Hortas urbanas são um fenómeno com longa história nos EUA e no Norte
da Europa, é recente em Portugal. Além de constituírem uma excelente
ocupação de tempos livres e alívio do stresse, têm, com a crise, um
papel importante no orçamento familiar, como suporte à subsistência.

Inicialmente ligadas a projectos municipais, as hortas urbanas
escapam-se cada vez mais a esta fórmula e começam a surgir no âmbito
de iniciativas privadas. É o caso das hortas comunitárias da Fábrica
de Braço de Prata (FBP), 25 talhões que estão a ser cultivados nos
terrenos da antiga fábrica de munições, numa parceria entre a FBP, que
cede o terreno, e a Biosite, cooperativa sem fins lucrativos que
concebeu e faz a gestão do projecto em conjunto com os hortelões.
"Trata-se de uma evolução natural. Foi importante o contributo das
câmaras para a estruturação do cultivo desordenado, mas, cada vez
mais, os proprietários de terrenos não utilizados estão interessados
em cedê-los para cultivo", disse ao i Raquel Luz Sousa, especialista
formadora em agricultura biológica e responsável da Biosite.

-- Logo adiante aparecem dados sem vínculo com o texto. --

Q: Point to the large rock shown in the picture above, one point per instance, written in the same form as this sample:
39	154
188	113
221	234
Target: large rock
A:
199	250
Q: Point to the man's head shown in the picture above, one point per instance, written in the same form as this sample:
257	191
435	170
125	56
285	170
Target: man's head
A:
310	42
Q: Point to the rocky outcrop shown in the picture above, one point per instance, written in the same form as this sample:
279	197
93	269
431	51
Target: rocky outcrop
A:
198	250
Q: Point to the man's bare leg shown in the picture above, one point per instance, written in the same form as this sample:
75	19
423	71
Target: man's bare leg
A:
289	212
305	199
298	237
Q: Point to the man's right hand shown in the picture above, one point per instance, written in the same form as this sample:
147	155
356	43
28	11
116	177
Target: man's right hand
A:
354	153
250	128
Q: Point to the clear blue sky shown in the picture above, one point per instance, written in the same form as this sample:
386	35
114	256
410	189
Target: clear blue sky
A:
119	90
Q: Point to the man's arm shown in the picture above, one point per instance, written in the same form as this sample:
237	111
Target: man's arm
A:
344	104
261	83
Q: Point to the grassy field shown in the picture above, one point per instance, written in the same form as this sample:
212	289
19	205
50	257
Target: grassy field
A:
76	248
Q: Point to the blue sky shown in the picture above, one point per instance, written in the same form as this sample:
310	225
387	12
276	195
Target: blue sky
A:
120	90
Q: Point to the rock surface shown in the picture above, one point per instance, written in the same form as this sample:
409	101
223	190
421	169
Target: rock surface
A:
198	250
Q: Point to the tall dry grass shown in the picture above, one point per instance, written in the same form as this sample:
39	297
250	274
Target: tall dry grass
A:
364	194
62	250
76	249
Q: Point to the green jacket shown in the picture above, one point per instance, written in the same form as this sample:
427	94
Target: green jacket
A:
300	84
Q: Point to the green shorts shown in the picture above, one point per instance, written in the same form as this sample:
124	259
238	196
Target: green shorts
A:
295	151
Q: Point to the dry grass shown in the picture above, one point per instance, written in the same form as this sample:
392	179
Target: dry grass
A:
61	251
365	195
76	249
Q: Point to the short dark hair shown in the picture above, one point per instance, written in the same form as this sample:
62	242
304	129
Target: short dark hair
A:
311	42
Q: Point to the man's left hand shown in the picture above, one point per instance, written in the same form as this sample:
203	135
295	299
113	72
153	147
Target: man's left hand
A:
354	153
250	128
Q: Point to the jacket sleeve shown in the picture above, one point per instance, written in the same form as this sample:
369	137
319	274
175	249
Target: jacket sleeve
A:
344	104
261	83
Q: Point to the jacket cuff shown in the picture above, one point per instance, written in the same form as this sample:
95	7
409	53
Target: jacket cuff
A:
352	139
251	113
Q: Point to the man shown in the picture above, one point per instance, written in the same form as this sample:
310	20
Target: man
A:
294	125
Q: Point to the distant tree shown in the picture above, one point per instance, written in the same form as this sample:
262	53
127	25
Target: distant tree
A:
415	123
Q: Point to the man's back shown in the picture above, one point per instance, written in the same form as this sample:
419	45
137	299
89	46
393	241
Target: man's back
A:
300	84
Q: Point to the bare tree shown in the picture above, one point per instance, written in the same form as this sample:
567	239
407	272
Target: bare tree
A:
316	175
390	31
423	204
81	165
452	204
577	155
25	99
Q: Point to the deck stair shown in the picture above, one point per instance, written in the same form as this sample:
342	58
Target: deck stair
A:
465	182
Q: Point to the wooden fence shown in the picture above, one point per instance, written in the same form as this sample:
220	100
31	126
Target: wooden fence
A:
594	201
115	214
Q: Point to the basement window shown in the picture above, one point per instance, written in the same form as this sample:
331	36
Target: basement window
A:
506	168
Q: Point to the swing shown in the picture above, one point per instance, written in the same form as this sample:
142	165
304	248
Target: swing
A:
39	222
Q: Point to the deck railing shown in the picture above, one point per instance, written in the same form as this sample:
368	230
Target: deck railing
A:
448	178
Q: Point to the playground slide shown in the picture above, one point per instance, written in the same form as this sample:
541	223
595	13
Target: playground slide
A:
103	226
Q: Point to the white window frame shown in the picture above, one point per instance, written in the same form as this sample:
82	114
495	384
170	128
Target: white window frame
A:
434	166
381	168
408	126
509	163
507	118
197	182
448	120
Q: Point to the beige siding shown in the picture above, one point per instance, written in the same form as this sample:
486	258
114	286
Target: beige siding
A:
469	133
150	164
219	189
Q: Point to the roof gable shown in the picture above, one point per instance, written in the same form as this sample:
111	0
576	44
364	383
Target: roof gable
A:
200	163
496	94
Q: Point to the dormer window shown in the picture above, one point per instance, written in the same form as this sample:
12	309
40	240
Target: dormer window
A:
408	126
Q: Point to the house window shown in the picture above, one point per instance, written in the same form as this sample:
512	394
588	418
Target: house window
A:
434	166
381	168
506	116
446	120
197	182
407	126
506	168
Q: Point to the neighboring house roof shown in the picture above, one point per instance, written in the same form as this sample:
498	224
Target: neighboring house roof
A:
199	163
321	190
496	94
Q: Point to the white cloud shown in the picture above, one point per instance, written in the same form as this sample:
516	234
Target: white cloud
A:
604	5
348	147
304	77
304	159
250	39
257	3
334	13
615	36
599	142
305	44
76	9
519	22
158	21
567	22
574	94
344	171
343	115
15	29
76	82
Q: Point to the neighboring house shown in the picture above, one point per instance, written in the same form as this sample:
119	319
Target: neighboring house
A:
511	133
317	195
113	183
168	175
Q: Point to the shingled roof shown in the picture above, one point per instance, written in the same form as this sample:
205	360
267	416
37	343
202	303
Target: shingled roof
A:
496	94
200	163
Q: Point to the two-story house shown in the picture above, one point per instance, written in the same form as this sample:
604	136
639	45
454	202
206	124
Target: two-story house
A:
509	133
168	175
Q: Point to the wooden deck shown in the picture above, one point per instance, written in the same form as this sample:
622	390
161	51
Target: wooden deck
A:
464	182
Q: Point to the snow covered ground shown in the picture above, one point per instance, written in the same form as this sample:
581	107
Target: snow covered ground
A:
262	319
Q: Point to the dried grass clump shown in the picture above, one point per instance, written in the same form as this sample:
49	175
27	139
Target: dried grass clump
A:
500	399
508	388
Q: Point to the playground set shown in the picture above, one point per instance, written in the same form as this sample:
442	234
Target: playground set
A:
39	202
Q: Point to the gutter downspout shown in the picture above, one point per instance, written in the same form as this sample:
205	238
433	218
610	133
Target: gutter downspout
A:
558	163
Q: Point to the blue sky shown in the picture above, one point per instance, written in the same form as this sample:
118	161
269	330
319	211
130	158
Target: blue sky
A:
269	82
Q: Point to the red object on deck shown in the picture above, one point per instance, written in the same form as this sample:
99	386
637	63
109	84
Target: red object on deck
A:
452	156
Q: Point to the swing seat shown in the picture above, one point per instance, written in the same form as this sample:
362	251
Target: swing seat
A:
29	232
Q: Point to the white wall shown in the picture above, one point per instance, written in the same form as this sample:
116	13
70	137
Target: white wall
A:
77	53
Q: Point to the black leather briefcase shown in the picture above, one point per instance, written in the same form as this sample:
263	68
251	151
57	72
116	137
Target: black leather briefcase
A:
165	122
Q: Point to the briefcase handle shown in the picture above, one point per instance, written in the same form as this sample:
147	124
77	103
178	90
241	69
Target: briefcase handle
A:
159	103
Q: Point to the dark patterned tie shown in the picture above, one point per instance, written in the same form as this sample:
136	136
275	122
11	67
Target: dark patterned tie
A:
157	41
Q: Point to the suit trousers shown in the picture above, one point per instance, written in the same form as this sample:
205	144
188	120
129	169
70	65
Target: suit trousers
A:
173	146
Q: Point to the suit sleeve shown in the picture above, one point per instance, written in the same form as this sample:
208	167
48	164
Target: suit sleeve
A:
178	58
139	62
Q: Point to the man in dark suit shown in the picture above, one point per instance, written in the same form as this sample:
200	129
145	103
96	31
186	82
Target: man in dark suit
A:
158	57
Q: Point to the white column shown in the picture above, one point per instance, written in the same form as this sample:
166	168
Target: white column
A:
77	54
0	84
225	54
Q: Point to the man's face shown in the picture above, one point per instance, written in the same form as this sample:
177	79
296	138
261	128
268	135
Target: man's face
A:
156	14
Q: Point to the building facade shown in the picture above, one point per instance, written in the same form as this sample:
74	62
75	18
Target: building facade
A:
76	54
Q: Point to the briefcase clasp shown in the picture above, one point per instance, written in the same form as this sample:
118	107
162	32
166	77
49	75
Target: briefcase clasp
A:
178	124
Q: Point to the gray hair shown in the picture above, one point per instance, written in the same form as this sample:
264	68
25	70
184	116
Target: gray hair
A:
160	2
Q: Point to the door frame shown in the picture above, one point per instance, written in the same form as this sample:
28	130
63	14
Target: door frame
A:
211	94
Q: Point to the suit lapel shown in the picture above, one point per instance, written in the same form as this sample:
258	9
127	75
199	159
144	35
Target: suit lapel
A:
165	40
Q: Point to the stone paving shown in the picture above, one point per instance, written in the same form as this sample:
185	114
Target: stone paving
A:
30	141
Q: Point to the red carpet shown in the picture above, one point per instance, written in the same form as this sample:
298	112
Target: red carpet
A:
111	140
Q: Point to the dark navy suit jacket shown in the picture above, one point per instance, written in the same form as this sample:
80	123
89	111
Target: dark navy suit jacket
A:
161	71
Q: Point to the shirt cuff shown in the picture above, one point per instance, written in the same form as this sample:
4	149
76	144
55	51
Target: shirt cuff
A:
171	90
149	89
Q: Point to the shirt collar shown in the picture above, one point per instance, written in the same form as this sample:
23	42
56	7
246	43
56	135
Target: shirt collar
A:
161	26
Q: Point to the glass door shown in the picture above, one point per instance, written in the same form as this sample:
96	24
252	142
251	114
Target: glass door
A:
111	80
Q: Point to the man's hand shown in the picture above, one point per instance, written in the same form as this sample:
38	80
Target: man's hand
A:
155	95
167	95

A condição para participar neste projecto comunitário é respeitar um
regulamento que consagra, entre outros pontos, a ausência de práticas
agrícolas com químicos. A formação está a cargo da Biosite, que
organiza cursos mensais para grupos de 10 a 20 pessoas, nos quais cada
candidato a hortelão aprende as bases e a metodologia de produção da
agricultura biológica. O projecto é auto-financiado, existindo um
fundo de maneio comunitário do qual é paga a água e as despesas de
manutenção. Além de oferecer cursos e workshops à população e
consultoria a projectos deste tipo, a Biosite assegura assistência
técnica a este projecto e tem um serviço de distribuição de cabazes de
legumes e fruta ao domicílio.

Enquanto nos projectos municipais se disponibilizam terrenos aos
candidatos a hortelões com base no rendimento do agregado familiar,
que provêm de faixas sociais mais carenciadas, projectos privados como
o da FBP são mais transversais. "Temos pessoas de todas as idades e
classes sociais. Há quem venha com crianças, há quem cultive o talhão
a meias com amigos", explica Raquel Sousa. "Enquanto nos espaços
municipais só entram os hortelões, aqui estamos mais próximos do
conceito dos jardins comunitários, integrados no projecto cultural da
FBP, cujo público usufrui livremente do espaço", acrescenta.

A agricultura biológica usa de uma metodologia própria para resolver
problemas como infestantes e pragas: a consociação de plantas. Em vez
de um tipo único de planta, um canteiro de 1 m2 tem pelo menos cinco
culturas diferentes, que podem ser tomates, alfaces, pepinos, cebola e
beterrabas, por exemplo. Quanto à produção, "usando da metodologia
apropriada, podemos conseguir anualmente, num talhão de 25 m2, 300 kg
de produtos hortícolas", afirma Raquel Sousa.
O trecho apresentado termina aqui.